Enterprise Journalism Release – October 5, 2012

ABC’s Bob Woodruff Reports on UCLA Concussion Victim
E:60 (Tuesday, 7 p.m. ET, ESPN)

Internationally recognized ABC journalist, Bob Woodruff, contributes his first ESPN feature for Tuesday’s E:60, a 12-minute piece about former UCLA linebacker — and the Bruins’ 2011 Defensive Player of the Year — Patrick Larimore, who retired prior to this season due to multiple concussions.

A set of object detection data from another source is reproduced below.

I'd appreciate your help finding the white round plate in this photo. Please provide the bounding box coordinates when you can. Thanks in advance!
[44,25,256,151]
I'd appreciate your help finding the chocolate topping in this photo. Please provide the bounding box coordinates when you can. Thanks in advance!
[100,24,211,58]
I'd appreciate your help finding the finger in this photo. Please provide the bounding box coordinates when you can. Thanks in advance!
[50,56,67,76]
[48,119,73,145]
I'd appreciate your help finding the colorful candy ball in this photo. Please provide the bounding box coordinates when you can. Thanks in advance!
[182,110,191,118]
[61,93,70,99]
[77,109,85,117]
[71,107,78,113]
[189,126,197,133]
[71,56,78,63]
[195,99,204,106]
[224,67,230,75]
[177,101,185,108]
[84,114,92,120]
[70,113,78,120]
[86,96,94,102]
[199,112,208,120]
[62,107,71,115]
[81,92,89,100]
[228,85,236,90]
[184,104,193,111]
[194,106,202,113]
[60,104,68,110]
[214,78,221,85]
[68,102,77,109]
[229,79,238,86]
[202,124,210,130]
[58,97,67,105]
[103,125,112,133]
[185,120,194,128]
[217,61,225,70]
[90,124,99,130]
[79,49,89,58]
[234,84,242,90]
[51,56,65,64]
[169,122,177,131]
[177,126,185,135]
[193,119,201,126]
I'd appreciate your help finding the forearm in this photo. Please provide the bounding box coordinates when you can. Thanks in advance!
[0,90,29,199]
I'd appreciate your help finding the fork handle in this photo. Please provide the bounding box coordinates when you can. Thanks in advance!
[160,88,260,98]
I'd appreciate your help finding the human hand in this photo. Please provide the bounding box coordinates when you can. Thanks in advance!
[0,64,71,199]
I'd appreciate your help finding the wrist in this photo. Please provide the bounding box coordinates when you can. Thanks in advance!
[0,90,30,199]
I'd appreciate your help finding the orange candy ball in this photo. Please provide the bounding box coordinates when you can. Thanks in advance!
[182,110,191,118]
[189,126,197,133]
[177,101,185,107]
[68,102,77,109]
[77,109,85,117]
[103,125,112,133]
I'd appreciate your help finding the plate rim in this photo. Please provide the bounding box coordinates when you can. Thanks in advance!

Additional stories on this week’s E:60 include Jeffri Chadiha’s profile of New York Giant Justin Tuck, and Jeremy Schaap’s story about a Madison County, Va. high-schooler, Jacob Rainey, who developed a special bond with the New York Jets’ Tim Tebow after the youth suffered a horrific on-field injury that required amputation of his right leg.

In a special collaboration between E:60 and ABC Woodruff, who suffered a traumatic brain injury covering the war in Iraq in 2006, takes viewers inside Larimore’s story with his own personal understanding of head injuries.

“There is always this relationship between hard news and investigative reporting and sports,” said Woodruff. “They’re all together, they’re all related, and they need to be broadcast. I love well-told storytelling and important stories that show people being a part of the world. I really thought this was something that was important for us to do.”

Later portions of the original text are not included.